While “The Singing Killer” seems unlikely to have ever been a Top 40 song, it does a decent job at introducing the film’s lead character. Yes, in his earlier incarnation, Johnny was the worst of the worst – a violent thief, a key forger, and a breaker of hearts. This last one is not necessarily a crime, but characters make it a better measure of someone’s character than their willingness to act violently. And yes, he broke the heart of a young woman named Lily and feels so bad about it that he’s asked the local police to ascertain her whereabouts. In an early scene, Johnny rushes to one of his and Lily’s old haunts after receiving a note indicating that she is there waiting for him. He is sadly mistaken. Instead, he finds himself face to face with his old gang, and it soon becomes clear that they will stop at nothing to enlist his services. Ultimately, their efforts involve the elusive Lily.

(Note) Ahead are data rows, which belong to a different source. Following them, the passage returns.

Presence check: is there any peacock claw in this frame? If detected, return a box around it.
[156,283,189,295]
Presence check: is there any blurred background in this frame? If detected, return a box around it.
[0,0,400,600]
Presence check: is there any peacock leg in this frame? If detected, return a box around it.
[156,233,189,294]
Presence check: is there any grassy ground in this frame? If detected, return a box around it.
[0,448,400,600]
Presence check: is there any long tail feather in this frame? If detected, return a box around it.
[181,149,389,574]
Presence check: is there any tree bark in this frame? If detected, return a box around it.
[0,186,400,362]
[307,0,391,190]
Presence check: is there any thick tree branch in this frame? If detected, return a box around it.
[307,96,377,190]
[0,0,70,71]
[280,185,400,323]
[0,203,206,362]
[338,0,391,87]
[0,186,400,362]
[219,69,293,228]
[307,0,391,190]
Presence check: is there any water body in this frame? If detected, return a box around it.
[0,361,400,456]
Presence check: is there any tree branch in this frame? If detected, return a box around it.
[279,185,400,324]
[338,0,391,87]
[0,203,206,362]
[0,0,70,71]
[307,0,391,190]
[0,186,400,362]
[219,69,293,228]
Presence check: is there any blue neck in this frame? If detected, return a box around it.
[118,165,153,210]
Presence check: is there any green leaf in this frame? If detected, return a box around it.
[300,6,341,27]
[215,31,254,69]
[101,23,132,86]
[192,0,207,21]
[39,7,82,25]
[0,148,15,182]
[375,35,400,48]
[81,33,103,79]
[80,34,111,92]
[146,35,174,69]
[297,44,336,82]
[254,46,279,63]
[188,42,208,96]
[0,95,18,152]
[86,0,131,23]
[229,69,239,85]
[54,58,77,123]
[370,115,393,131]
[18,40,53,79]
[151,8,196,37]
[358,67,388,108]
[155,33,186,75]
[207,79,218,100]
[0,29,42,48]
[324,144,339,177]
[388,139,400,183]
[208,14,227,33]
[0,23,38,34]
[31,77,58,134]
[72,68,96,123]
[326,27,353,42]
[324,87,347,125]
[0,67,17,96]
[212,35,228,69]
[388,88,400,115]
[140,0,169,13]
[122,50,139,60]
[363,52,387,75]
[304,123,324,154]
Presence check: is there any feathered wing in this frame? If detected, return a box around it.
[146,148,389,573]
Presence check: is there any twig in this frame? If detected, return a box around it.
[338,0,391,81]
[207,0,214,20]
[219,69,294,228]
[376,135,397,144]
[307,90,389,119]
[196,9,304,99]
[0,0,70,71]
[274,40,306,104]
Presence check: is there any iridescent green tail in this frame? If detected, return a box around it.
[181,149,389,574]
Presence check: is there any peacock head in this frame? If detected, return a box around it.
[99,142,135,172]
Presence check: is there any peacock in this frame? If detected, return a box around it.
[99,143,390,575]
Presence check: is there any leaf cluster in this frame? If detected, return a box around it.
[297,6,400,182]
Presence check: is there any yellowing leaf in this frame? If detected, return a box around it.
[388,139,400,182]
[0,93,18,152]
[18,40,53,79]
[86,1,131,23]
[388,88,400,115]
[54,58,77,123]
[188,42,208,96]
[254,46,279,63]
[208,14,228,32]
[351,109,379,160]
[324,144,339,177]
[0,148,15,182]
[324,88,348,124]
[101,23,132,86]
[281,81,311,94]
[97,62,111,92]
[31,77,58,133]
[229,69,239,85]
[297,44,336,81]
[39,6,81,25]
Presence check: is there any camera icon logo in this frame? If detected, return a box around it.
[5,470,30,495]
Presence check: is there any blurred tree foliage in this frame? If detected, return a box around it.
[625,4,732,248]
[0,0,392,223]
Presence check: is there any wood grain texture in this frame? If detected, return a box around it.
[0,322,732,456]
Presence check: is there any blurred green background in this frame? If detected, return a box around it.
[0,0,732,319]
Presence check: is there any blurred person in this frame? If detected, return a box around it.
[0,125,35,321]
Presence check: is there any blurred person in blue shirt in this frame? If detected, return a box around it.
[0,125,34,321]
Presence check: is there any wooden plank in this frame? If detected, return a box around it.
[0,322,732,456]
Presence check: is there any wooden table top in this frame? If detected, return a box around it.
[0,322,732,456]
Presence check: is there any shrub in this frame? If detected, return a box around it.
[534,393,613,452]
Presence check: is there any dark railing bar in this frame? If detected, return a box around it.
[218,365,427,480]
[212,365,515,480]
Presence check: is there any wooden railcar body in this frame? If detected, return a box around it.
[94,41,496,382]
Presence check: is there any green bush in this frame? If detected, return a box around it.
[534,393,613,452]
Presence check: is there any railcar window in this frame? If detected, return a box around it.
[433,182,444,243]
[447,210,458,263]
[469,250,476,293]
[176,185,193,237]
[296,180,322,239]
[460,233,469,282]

The set-up is undeniably silly, what unravels even more so. One character, for example, begins the film a relatively nice guy and ends it the head of a criminal gang so large it is impossible to believe that the authorities wouldn’t have him under constant surveillance. Another is first presented to us as a manipulative, uncaring character willing to use anything and anyone to gain an advantage; by the end, she’s lamenting that Johnny has given his heart to someone else. And then there’s the odd inclusion of martial arts. I can believe that a common criminal would find redemption in music; I can even accept that he may have needed self-defense skills to make it in the criminal world, but how he got this level of skill is beyond me. And don’t get me started on the other characters who are suddenly master martial artists. At times, it was like watching the premiere of Martial Law all over again.

I could go on, but here’s the thing. For all it ridiculousness – from the villain’s Bond-like lair to the film’s over-the-top musical numbers (one begins with the lyrics “I’m trapped in a jungle safari” and is sung by Johnny in a circular make-shift wooden cage a la King Kong) - the film works. It presents a realistic scenario of someone being coerced back into the criminal world, and it becomes quite suspenseful as we watch two concurrent storylines – one involving Johnny and his blackmailers, the other a friendly detective who suspects there is more to Johnny’s sudden return to crime than meets the eye. A critical scene in a bank is masterfully shot, and the film’s finale, while including some of the more ludicrous elements of martial arts finales, pulses with vitality and urgency. The acting is hit-and-miss, but as Johnny, David Chiang is excellent, fully conveying the emotions of a bad man trying not to revert back to what is likely his more natural nature, and Tina Chin-Fei is terrific as Ho Man, the temptress with the supposedly hard heart.

Unforgivably, the film’s biggest fault is its inability to fully convey Johnny’s connection with Lily. This is a couple that has been separated for two years, and life has been incredibly unkind to Lily since their break-up. Their reunion should be emotional; there should be anger and confusion, tears accompanied by looks that pierce the soul and reveal the depths of longing in them. Instead, we get silent stares, soft hugs, and the repetition of their love’s name. It’s not enough. In fact, there’s more emotion in Ho Man’s face when she realizes she has lost Johnny than there is during Johnny and Lily’s long-awaited reunion.

Still, the film succeeds more often than not. It opens with a bang, rises in suspense, and ends with a crowd-pleasing rendition of the standard one-man-vs.-an-army motif. Sure, it’s corny at times and its musical numbers will likely remind some viewers of the Austin Powers movies, but it also draws you in and makes you root for the good guys to come out of top. Interestingly, in one scene, Lily tells Johnny, “You are the hero. Don’t use the gun.” So, what does he do in the next scene? Yep, he grabs a machine gun and begins mowing down the bad guys. It’s not his most heroic moment, but remember, he is the singing killer. (on DVD in Region 3)

3 stars

*The Singing Killer is in Mandarin with English subtitles.